Album: “Warrior” (RCA Records)
Don’t hate me — but this new Ke$ha album is good. “Warrior,” the 25-year-old’s sophomore release, is entertaining from top to bottom. Ke$ha — along with hitmaker Dr. Luke — has a knack for creating carefree and upbeat electro-pop songs that make you want to have a good time. It’s pure fun.
Yes, some of her lyrics are vapid and need work, but melodically, she’s got a winner, especially on the hooks on “Warrior.” The will.i.am-assisted “Crazy Kids,” which kicks off with whistling, is anthemic; “C’mon” is oh-so-fun; and “Thinking of You,” about an ex, transitions pleasantly from its thumping verse to its groovy hook. The lead single, “Die Young,” is just as addictive and was co-written with Nate Ruess of fun.
While Ke$ha deserves credit for putting together a nearly- great album, she has limitations. The songwriting on “Warrior” can be ridiculous. On “C’mon,” she rhymes “saber tooth tiger” with “warm Budweiser.” Also, Auto-tune remains her best friend.
Her singing is better on “Wonderland,” a slow groove about how her life has changed since she became a pop star (it gets a great drum assist from Patrick Carney of The Black Keys). And “Warrior” is much better than Ke$ha’s other releases. The “TiK ToK” singer has stretched her 15 minutes — and surprisingly, she’s worth the extra time.
— Mesfin Fekadu, Associated Press
Album: “Rebel Soul” (Atlantic)
Heartland rock and country epics — that was Kid Rock, vintage 2010. Kid’s “Born Free” that year was a good one, filled with the grandeur, grit and fresh air of a Bob Seger record, without Kid’s usual hip-hop lean or strip-club soliloquies.

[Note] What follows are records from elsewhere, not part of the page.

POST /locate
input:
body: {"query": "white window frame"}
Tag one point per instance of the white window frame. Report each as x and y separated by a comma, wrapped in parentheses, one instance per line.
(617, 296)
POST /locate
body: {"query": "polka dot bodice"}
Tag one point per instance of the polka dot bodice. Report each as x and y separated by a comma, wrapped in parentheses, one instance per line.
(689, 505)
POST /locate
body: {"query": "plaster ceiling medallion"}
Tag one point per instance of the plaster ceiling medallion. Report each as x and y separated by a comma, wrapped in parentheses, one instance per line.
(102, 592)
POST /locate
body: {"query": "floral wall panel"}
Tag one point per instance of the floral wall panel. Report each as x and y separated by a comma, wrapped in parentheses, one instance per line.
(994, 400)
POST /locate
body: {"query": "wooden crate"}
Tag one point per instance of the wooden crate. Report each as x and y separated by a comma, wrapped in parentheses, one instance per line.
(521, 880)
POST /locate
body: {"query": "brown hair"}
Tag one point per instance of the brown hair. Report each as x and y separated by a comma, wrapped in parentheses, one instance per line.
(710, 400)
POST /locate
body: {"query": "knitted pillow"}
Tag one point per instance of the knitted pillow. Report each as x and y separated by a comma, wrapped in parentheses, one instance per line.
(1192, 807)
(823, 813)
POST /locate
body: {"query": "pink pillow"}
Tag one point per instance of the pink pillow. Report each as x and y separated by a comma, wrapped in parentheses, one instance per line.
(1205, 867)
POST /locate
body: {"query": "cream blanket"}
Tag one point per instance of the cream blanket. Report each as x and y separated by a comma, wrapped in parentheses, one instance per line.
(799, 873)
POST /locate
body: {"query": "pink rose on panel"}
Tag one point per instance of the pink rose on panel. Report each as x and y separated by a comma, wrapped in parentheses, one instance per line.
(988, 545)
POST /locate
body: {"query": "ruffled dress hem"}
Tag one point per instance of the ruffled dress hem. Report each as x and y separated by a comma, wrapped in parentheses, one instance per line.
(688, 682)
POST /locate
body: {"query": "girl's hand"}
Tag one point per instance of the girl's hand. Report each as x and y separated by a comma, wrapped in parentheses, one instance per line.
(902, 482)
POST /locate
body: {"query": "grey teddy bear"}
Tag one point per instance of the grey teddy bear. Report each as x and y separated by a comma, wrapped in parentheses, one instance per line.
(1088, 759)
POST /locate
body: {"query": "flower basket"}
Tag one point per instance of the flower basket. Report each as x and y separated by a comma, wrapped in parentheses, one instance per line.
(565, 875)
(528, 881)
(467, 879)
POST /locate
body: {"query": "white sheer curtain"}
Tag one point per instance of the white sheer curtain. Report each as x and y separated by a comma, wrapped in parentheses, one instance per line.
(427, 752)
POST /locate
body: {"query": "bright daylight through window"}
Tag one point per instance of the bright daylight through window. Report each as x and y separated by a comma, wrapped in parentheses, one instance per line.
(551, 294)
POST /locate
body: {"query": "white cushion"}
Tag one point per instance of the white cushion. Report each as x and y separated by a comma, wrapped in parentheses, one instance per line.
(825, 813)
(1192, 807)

Problem was, few people bought into the idea of a Chevy truck-driving, wind-in-your-hair-styled Kid. They like their Kid with dirty hair and a dirtier mind.
So he gave it to them.
“Rebel Soul” is more cliche-driven than Rock’s foul, funkier previous albums. Then again, you don’t come to Kid’s albums for innovation. You come for tried-and-true rock-out axioms, ideas as worn as old motorcycle boots, and how Kid somehow makes them inviting. The churning, bass-heavy sound behind the yowling Rock is crusty and distorted — a perfect fit for the sleaze factor of cuts such as “Cocaine and Gin.”
No matter how tacky or tawdry, there’s always an earnest Kid trying to break through on tunes such as “God Save Rock n Roll.” As long as it’s nasty, let him try.
— A.D. Amorosi, Philadelphia Inquirer
Album: “Bish Bosch” (4AD)
“Bish Bosch” takes its name in part from Hieronymus Bosch, the 15th-century Dutch painter known for his phantasmagorical and sometimes grotesque triptychs. He’s an apt reference point for the world Scott Walker conjures on his first album since 2006’s “Drift.” Walker, an American revered in Britain since his hits with the Walker Brothers in the mid-’60s, has come far since “The Sun Ain’t Gonna Shine Anymore.” “Bish Bosch” is a willfully inaccessible, darkly obfuscating album.
Walker’s dramatic baritone is intact at age 69, but he’s using it not as a romantic crooner but as an oracle from hellish depths. Walker doesn’t sing so much as intone the fragmented images, by turns poetic, scatological, and arcane; the music is an industrial blend of synthesizer squeals, abrasive guitar bursts, and martial drum crashes, punctuated by ominous quiet and literalist sounds of knives sharpening and grotesque bodily functions. One piece lasts more than 21 minutes. These aren’t songs so much as avant-garde theater pieces: discomforting and alienating.
— Steve Klinge, Philadelphia Inquirer
Album: “Sing the Delta” (Flariella)
Iris DeMent certainly takes her time making albums. “Sing the Delta” is her first in eight years and her first collection of new original material in 16. When the results are this sublimely good, however, it’s hard to complain.
The 51-year-old Arkansas-born singer may have been raised in Southern California, but her voice still possesses an industrial-strength nasal twang, one that radiates both frailty and resolve and is as real and unvarnished as the portrait of her on the cover. The music, likewise, is still rooted in country and gospel, with DeMent’s churchy piano underpinning most of the tracks. The vividly drawn songs bring striking depth and nuance to familiar country themes, whether she’s singing movingly about Mom and Dad, missing a loved one, or delivering a love song to her native South.